DENVER — A 71-year-old Denver man faces a felony charge after city officials say he made a pickleball court without permission.
With prosecution on the table, some believe the punishment doesn't fit the crime.
"The whole pickleball community is really saddened and shocked," said Jan Devor, a friend of 71-year-old Arslan Guney and fellow pickleball player.
Guney and others use a basketball court at Denver's Central Park Recreation Center for pickleball. Last Monday, the markings on the court had faded, so Guney re-marked them with a Sharpie.
Three days later, an arrest warrant for felony criminal mischief was issued for Guney.
The court document also claims $10,000 in damages.
Guney also received an email notifying him his Denver Parks and Recreation membership had been suspended indefinitely.

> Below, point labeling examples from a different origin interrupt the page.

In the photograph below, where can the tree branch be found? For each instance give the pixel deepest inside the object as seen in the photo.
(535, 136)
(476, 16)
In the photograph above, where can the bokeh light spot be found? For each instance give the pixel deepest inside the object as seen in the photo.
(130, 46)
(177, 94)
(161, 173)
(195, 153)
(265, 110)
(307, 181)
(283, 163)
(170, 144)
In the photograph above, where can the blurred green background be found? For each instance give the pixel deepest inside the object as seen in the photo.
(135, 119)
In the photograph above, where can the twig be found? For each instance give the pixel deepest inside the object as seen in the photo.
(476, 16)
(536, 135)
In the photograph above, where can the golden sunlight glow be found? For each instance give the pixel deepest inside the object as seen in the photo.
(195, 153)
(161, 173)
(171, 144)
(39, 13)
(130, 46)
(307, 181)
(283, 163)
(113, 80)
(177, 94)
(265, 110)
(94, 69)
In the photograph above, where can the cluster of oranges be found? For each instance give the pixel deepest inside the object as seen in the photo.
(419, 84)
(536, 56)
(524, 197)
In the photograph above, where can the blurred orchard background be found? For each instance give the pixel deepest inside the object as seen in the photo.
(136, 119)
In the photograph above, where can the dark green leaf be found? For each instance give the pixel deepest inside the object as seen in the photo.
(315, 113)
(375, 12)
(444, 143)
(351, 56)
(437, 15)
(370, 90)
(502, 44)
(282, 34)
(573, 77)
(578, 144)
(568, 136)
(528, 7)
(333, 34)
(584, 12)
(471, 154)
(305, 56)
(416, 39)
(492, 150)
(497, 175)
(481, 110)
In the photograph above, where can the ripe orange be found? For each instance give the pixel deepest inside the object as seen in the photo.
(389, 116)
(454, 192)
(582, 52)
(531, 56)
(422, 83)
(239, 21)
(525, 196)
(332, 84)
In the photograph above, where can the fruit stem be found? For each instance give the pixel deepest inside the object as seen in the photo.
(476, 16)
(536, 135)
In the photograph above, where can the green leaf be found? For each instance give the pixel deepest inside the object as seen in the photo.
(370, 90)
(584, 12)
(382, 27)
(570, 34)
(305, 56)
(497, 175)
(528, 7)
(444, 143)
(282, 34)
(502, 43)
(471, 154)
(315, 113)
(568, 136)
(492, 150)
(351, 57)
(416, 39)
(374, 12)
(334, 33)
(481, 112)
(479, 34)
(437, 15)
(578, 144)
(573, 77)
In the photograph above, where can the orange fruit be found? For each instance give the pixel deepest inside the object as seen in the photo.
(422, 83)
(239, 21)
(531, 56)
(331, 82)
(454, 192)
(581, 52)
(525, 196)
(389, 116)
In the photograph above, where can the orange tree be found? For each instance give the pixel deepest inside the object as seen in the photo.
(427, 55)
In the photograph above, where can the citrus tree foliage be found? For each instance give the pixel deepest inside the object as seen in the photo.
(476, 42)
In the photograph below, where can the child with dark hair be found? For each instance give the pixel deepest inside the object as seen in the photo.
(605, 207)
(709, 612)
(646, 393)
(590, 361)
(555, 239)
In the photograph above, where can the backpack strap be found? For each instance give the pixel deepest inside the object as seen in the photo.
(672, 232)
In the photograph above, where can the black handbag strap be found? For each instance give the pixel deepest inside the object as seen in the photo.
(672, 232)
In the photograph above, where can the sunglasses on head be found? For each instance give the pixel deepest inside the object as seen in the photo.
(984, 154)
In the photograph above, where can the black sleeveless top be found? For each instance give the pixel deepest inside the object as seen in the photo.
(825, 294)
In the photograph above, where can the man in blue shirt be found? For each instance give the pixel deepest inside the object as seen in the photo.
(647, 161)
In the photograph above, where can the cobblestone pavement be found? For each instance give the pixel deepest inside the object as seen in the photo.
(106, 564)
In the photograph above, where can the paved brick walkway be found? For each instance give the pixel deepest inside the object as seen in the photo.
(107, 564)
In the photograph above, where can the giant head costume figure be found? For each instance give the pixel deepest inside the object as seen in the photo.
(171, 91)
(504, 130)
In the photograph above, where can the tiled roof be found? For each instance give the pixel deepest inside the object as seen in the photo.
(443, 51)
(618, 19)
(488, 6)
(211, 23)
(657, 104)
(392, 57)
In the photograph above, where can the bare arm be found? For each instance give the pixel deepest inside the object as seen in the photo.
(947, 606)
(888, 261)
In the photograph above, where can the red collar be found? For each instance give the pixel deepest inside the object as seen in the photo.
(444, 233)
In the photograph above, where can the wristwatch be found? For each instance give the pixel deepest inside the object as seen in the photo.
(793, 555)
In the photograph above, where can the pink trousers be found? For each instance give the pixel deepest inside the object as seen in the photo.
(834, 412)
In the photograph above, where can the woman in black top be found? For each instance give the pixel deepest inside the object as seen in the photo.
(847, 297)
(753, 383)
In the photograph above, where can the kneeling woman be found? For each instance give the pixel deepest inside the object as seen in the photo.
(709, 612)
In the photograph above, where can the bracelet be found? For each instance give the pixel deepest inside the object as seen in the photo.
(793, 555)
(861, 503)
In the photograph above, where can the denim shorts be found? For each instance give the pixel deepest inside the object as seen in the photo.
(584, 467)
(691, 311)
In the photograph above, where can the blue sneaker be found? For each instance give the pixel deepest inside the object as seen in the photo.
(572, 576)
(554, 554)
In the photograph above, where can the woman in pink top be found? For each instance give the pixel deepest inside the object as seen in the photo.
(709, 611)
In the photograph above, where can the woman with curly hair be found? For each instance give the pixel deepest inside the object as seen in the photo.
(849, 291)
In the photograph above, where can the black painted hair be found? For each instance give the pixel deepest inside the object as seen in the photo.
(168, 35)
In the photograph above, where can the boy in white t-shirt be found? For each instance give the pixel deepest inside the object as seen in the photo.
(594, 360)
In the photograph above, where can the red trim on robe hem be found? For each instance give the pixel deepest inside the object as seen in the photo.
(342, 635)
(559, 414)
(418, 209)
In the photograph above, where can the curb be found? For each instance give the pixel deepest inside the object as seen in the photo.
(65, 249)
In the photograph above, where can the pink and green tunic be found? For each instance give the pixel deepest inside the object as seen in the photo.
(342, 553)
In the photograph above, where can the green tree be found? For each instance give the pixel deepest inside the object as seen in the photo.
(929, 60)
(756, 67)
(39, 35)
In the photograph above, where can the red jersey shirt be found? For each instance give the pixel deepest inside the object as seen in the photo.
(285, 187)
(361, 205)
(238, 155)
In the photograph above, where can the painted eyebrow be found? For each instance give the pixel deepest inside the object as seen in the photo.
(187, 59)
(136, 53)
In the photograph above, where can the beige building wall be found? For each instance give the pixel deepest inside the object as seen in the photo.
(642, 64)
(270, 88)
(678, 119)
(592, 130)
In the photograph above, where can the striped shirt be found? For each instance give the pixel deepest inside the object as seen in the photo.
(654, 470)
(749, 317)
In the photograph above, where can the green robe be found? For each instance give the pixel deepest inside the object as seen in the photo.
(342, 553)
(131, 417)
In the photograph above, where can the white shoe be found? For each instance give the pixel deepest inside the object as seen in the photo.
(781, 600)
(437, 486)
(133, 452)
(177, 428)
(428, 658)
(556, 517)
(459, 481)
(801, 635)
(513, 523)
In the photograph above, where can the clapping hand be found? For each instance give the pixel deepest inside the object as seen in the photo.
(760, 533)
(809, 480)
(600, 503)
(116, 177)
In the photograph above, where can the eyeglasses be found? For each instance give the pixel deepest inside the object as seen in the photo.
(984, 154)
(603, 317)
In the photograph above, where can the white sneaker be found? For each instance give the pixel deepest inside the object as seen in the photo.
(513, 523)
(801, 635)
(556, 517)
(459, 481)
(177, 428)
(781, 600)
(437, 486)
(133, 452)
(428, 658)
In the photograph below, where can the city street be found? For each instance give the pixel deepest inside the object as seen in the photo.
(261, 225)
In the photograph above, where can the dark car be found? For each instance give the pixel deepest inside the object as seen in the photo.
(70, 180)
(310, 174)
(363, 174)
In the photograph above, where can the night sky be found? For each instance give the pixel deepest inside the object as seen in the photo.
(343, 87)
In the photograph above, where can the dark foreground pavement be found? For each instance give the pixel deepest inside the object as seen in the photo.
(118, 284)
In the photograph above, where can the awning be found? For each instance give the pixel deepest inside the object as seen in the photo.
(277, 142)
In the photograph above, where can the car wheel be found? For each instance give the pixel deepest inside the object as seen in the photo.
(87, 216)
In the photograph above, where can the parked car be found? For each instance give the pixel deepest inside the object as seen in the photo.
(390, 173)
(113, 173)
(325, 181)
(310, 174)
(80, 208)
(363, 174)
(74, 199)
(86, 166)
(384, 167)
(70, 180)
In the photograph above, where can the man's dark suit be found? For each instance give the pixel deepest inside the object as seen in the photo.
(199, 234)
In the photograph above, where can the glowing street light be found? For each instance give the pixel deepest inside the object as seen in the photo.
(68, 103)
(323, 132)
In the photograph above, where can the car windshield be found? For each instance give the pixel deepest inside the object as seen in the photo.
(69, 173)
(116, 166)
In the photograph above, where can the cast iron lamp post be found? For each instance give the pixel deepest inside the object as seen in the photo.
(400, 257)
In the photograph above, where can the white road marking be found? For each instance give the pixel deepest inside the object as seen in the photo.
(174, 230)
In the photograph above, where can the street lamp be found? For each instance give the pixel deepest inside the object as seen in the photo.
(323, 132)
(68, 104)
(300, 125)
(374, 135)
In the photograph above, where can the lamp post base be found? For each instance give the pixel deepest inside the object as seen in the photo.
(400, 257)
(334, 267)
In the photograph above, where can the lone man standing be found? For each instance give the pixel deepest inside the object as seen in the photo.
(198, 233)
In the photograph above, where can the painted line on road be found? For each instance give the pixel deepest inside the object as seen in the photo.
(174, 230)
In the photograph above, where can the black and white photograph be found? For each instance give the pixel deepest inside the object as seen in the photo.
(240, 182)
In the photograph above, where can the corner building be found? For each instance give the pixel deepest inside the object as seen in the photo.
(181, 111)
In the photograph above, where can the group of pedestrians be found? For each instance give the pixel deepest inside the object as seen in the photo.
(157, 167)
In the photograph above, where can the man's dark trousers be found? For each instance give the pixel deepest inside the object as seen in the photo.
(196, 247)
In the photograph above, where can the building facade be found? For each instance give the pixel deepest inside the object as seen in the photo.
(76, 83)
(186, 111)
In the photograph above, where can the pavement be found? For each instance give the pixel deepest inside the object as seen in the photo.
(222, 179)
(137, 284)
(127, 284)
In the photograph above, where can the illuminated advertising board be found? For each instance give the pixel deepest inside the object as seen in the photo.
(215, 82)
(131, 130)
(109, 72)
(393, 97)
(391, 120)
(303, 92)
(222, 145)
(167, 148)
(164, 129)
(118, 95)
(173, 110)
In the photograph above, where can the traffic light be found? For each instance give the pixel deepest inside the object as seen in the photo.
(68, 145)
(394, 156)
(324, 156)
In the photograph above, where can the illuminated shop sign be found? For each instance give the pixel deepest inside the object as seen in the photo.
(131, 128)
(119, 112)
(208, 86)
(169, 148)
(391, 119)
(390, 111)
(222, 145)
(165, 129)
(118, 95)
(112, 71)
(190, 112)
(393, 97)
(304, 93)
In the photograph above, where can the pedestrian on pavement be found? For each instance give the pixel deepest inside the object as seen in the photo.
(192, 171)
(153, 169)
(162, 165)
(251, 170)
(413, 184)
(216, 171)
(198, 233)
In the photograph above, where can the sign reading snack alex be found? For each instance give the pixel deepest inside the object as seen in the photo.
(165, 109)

The game — a mix of tennis, racquetball, and ping-pong — is one Guney has played for years, according to close friends. Devor said she and others are appalled, shocked, and saddened by the situation.
"He is what we call the mayor of pickleball," Devor said. "He is an expert player himself but always takes time to slow down his game... to teach others to play with people of any ability. I have 40 letters that have been given to me that I'm submitting to the lawyer that attest to his kindness and his generosity. He has written a letter to Denver Parks and Recreation apologizing."
Devor went on to say her friend was devastated by the ordeal.
According to her and others in the pickleball community, apologies have not been enough. Now, Guney is represented by Hollynd Hoskins, an attorney who happens to be a pickleball player herself.
"This community is willing to remove the marks, hire a contractor to do it safely, to apologize, to volunteer with the community, but this is outrageous," Hoskins said.
Denver Parks and Recreation declined to sit down for an interview with Denver7.
Instead, they provided the news outlet with the following statement:
"It is our duty and responsibility to the citizens of Denver to protect city assets and public property. Defacing or damaging public property is unacceptable, a criminal offense and will not be tolerated in any of our public buildings or spaces. Law enforcement is aware of the damage and the incident is being investigated. Pickleball play was temporarily suspended to assess the damage and related repairs."
A spokesperson added pickleball play has since resumed.
Hoskins said she is now trying to get the arrest warrant turned into a court summons so Guney can avoid jail time.
"The community wants answers, but we, again, we want to sit down and work this out, reach a resolution," Hoskins said. "This was an incredible misunderstanding and a mistake. It was not a crime."
"The courts should be saved for real criminal matters, not for matters like this," Devor said.